If it is possible to advance a hypothesis, we could say that the use of the painting made by some artists of Marina’s generation not only has to do with their own disguise, as women and artists who work in a conceptual territory, but also with a ruse that goes beyond. Let’s imagine that, in spite of the efforts to insert the conceptual as the usual practice, it is still accepted the picture, the frame, the paint in a more comfortable way by the specialized criticism. This is a very intelligent stratagem, though: to present pictures, that will not produce any suspicion, with a message —with a concept— that goes beyond the form, even though the form is also part of the discourse, of the rebellion in the own discour­se, from the won discourse.

The work we are presenting now belongs to the usual iconography of the artist, those different women that history has taken apart from the representation. Through them, her reflection goes beyond the avoided, it is more than speaking about what we should be silent. She also thinks about those topics that the «figurative painting» —maximum banner of the reality in the classical discourse of the history of art— preferred to obliterate. Women must be beautiful, women must be adapted to the canon: what is not adapted is out. But until when?

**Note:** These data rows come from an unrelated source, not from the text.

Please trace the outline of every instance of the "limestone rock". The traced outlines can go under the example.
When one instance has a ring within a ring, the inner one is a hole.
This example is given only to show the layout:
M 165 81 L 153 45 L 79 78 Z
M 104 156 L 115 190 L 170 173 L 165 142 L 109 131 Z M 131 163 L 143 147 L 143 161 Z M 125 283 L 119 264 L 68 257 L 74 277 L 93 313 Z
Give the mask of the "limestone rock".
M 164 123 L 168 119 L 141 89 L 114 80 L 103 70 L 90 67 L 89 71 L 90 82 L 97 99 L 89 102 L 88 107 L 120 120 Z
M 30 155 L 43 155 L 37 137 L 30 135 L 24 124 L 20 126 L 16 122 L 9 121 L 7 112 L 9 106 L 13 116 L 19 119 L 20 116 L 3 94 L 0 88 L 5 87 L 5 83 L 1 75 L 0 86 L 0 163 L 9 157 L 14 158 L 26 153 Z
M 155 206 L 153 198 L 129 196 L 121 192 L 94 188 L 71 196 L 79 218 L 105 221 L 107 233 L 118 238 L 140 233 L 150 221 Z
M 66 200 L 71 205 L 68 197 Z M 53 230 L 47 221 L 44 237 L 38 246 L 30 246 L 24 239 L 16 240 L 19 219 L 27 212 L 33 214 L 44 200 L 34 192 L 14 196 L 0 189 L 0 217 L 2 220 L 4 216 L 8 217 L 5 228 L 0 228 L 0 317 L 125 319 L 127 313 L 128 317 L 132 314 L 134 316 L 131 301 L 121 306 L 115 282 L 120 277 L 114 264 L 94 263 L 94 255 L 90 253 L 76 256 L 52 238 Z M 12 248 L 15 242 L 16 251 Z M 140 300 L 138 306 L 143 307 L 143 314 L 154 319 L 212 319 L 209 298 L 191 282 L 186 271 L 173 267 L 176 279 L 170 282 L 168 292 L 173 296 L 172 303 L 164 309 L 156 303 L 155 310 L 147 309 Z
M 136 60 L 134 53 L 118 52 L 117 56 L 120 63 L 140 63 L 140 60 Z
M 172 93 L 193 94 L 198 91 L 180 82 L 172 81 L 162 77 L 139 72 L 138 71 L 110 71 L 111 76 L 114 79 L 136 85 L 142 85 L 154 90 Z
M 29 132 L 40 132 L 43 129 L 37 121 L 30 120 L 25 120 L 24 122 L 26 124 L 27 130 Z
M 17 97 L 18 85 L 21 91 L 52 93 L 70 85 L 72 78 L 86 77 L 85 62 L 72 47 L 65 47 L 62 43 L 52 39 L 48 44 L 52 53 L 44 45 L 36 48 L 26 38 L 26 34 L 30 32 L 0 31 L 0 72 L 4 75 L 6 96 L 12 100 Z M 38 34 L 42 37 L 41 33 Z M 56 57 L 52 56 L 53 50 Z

Thus, Marina Núñez thinks in her works about painting and about repre­sentation. That’s not bad at all. And she catches the gaze in an image of beauty with a borrowed piece, the other side of the bodies. With a piece that follows the rules of Zeuxis in his proposal for the representation of beauty: the most beauti­ful woman is that woman made of the most beautiful parts of the prettiest women. In her image, the «mistake», the part doesn’t correspond, reveals the abyss of the constructions of the canon in the European painting. The paradox, as it often happens with the work by Marina Núñez, is ready. Maybe because, as it says Homi Bhabha, the «other is listening, even when we believe we are spe­aking «among us».